Wenn im öffentlichen Meinungsbild über diesen Krieg etwas auffällt, dann ist es die relativ entschiedene Position der Redaktion der Tageszeitung "Trybuna". Chefredakteur Janusz Rolicki hat das von ihm geleitete Blatt tatsächlich zu einem Sprachrohr der eindeutigen Kritik an den NATO-Aktionen gemacht, obwohl die Zeitung eigentlich den Sozialdemokraten nahesteht, die ja in der Mehrheit - zumindest was die engere Führung und die Parlamentsfraktion betrifft - eher durch eine zustimmende Haltung auffällt.

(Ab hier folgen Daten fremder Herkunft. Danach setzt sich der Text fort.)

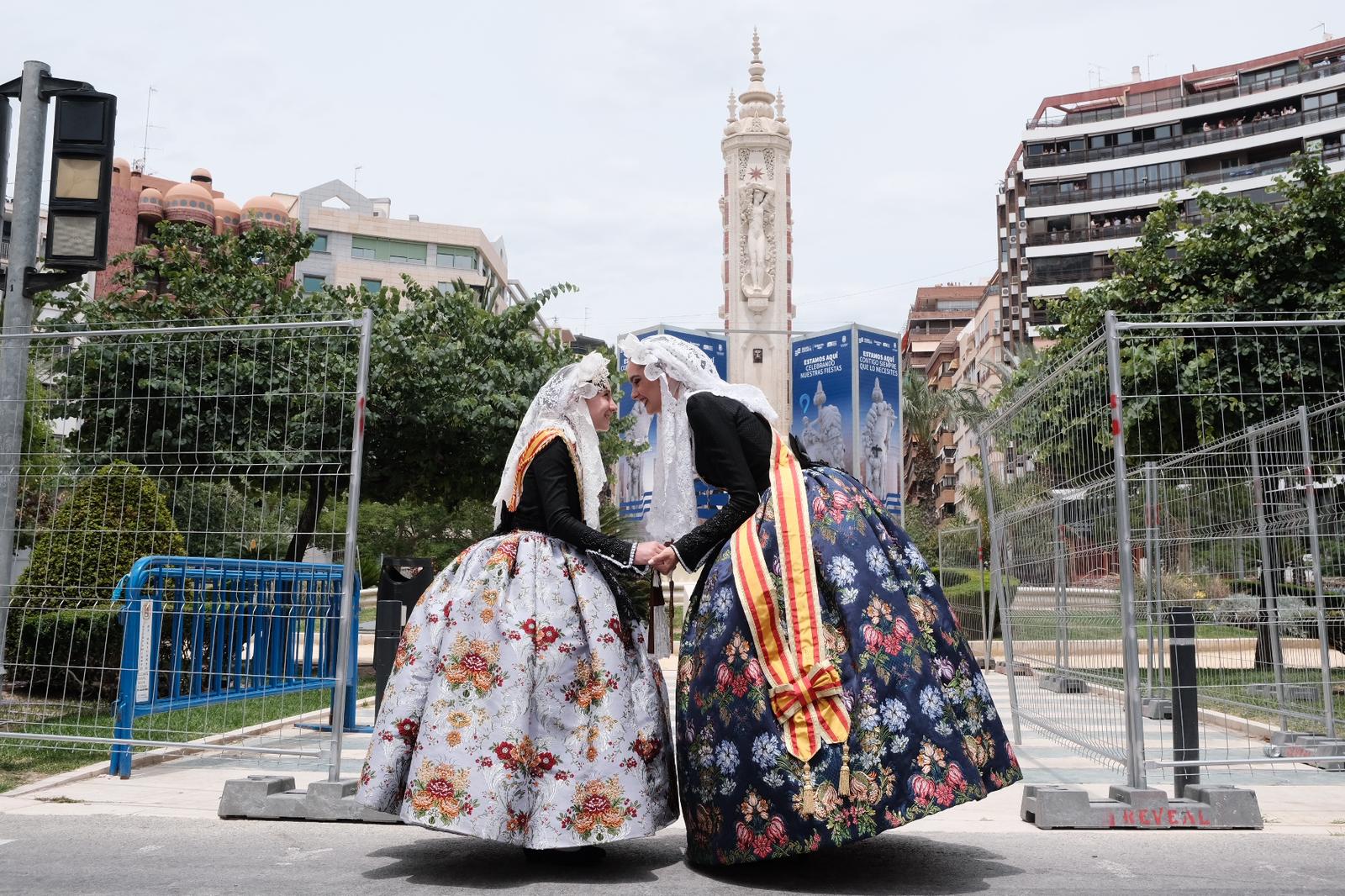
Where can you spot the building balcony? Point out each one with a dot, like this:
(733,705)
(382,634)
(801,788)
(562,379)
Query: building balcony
(1188,101)
(1100,269)
(1055,197)
(1199,139)
(1098,232)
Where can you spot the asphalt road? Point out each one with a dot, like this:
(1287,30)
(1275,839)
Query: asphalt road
(111,856)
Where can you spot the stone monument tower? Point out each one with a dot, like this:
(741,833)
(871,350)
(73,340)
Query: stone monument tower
(757,239)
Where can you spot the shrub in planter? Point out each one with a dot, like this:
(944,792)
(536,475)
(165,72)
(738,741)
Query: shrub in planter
(62,633)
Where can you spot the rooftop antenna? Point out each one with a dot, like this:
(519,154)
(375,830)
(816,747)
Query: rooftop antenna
(143,161)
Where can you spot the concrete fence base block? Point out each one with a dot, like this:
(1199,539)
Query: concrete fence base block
(1204,808)
(1156,708)
(1309,747)
(1297,693)
(246,797)
(276,798)
(1064,683)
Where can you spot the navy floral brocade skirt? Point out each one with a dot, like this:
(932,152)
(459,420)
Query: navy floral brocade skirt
(925,730)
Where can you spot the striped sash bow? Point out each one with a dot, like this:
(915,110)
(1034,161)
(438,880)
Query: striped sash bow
(806,693)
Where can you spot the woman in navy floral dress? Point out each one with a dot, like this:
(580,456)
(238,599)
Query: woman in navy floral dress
(825,689)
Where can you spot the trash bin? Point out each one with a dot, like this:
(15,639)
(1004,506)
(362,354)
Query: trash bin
(400,586)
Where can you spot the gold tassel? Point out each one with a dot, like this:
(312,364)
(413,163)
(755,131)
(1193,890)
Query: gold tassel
(845,771)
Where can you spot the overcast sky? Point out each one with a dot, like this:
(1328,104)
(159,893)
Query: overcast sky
(587,134)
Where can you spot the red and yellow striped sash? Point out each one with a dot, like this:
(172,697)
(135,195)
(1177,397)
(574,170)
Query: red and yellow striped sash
(804,687)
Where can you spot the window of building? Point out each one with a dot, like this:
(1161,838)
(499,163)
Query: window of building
(393,250)
(1269,74)
(456,257)
(1321,100)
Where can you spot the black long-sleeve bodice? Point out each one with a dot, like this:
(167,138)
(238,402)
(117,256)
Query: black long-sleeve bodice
(551,503)
(732,452)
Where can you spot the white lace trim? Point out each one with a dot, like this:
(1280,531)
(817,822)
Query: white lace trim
(667,358)
(560,403)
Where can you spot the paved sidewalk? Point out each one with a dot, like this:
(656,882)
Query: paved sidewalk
(1309,802)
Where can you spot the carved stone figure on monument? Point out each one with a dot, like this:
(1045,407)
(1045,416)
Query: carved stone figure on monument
(831,432)
(757,203)
(876,439)
(874,475)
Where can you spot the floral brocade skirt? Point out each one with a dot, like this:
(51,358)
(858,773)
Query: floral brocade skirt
(925,730)
(521,709)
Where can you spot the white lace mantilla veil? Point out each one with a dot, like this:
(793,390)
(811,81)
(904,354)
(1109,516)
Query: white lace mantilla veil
(560,403)
(672,506)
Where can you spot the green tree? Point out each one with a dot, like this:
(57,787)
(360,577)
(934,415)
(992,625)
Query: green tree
(1239,259)
(448,380)
(40,463)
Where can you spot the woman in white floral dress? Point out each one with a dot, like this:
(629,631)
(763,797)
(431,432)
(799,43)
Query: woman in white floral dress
(524,707)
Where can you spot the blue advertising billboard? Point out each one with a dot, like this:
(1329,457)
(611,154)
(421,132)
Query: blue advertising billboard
(878,412)
(636,472)
(847,405)
(824,397)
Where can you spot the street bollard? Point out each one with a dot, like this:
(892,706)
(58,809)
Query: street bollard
(1185,720)
(400,586)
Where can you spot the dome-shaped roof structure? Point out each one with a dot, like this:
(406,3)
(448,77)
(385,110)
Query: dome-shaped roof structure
(151,205)
(266,212)
(190,202)
(228,215)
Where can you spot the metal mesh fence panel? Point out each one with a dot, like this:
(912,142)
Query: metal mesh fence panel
(1234,432)
(1167,467)
(965,582)
(212,451)
(1049,459)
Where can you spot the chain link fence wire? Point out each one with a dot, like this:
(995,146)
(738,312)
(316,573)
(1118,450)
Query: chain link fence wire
(1177,465)
(224,443)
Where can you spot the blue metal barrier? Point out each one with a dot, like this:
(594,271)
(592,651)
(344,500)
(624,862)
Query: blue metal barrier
(235,630)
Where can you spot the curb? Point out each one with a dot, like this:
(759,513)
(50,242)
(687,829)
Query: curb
(165,754)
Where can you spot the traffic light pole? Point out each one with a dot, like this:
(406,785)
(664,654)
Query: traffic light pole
(18,316)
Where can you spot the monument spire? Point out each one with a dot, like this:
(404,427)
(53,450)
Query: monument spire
(757,96)
(757,239)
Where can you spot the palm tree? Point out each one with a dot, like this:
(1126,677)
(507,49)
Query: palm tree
(923,409)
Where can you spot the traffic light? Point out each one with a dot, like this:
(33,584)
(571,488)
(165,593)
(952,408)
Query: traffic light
(81,181)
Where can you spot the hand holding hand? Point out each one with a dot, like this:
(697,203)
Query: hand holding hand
(646,551)
(665,561)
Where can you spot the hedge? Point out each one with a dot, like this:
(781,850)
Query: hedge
(61,623)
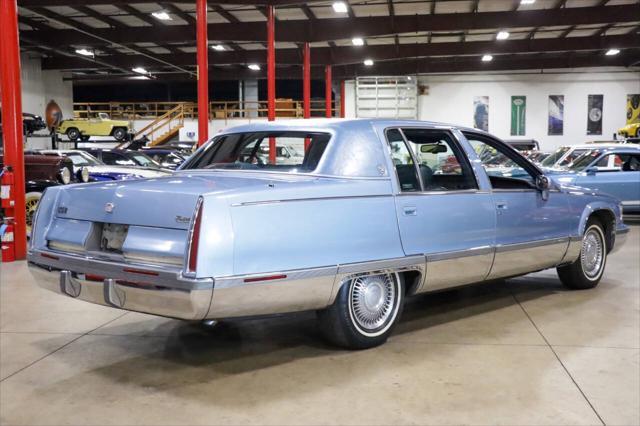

Dieser Widerspruch ist auch anderen schnell aufgefallen, so dass beispielsweise der Publizist Sergiusz Kowalski am 22. April 1999 in "Gazeta Wyborcza" der Führungsspitze der Sozialdemokraten süffisant rät, sie möge im Zusammenhang mit der Umgestaltung des linken Parteienbündnisses SLD in eine eigenständige Partei doch nach einer anderen Tageszeitung Ausschau halten. Kowalski wirft "Trybuna" vor, sie bediene sich eines Stils, der an die Zeit alter Klassenkämpfe erinnere. So sei in dieser Zeitung wie zu Zeiten Gomulkas von "sogenannten westlichen Demokratien", vom "Militärisch-Industriellen-Komplex" und von "deutschen Revanchisten" die Rede. Bezüglich der letztgenannten Frage sei Kowalski beruhigt, die deutschen Trachten- und Umsiedlervereine sind tatsächlich bestrebt, ihr eigenes Süppchen auf dem Feuer des gegenwärtigen Balkankrieges zu kochen. Wenn in Deutschland in der Medienöffentlichkeit von Vertreibung, ethnischen Säuberungen geredet wird, dann ist für seine östlichen Nachbarn immer erhöhte Aufmerksamkeit geboten. Da wird dann schon mal der tschechoslowakische Präsident Beneš mit Hitler, Stalin und Miloševic in einen Topf geworfen, da wird dann aber auch die Forderung laut erhoben, Polen und Tschechien müssten, bevor sie Mitglieder der EU werden sollten, altes "Unrecht" wiedergutmachen. Warum sollte eine polnische Zeitung diese Dinge nicht beim Namen nennen dürfen?

Wenn ich das Meinungsspektrum in Polen überblicke, dann freue ich mich insbesondere über die sehr entschiedene Haltung von Ludwik Stomma, dem Kolumnisten der "Polityka". Der weltgewandte Publizist, der ansonsten über Gott und die Welt zu schreiben versteht, nimmt zu diesem Thema kein Blatt vor den Mund, bringt seinen Schmerz, seine Ohnmacht in aufrüttelnder Weise zum Ausdruck. Hut ab, Herr Professor! Außerdem sei die Haltung von Mieczyslaw F. Rakowski gewürdigt, der sich nicht scheute, dem von ihm unterstützten politischen Lager in aller Öffentlichkeit ein unmissverständliches Nein! zu entgegnen. Zu guter Letzt möchte ich die Zeitschrift "Przeglad Tygodniowy" erwähnen, die sich Woche für Woche um Hintergründe und Zusammenhänge der Krise auf dem Balkan bemüht.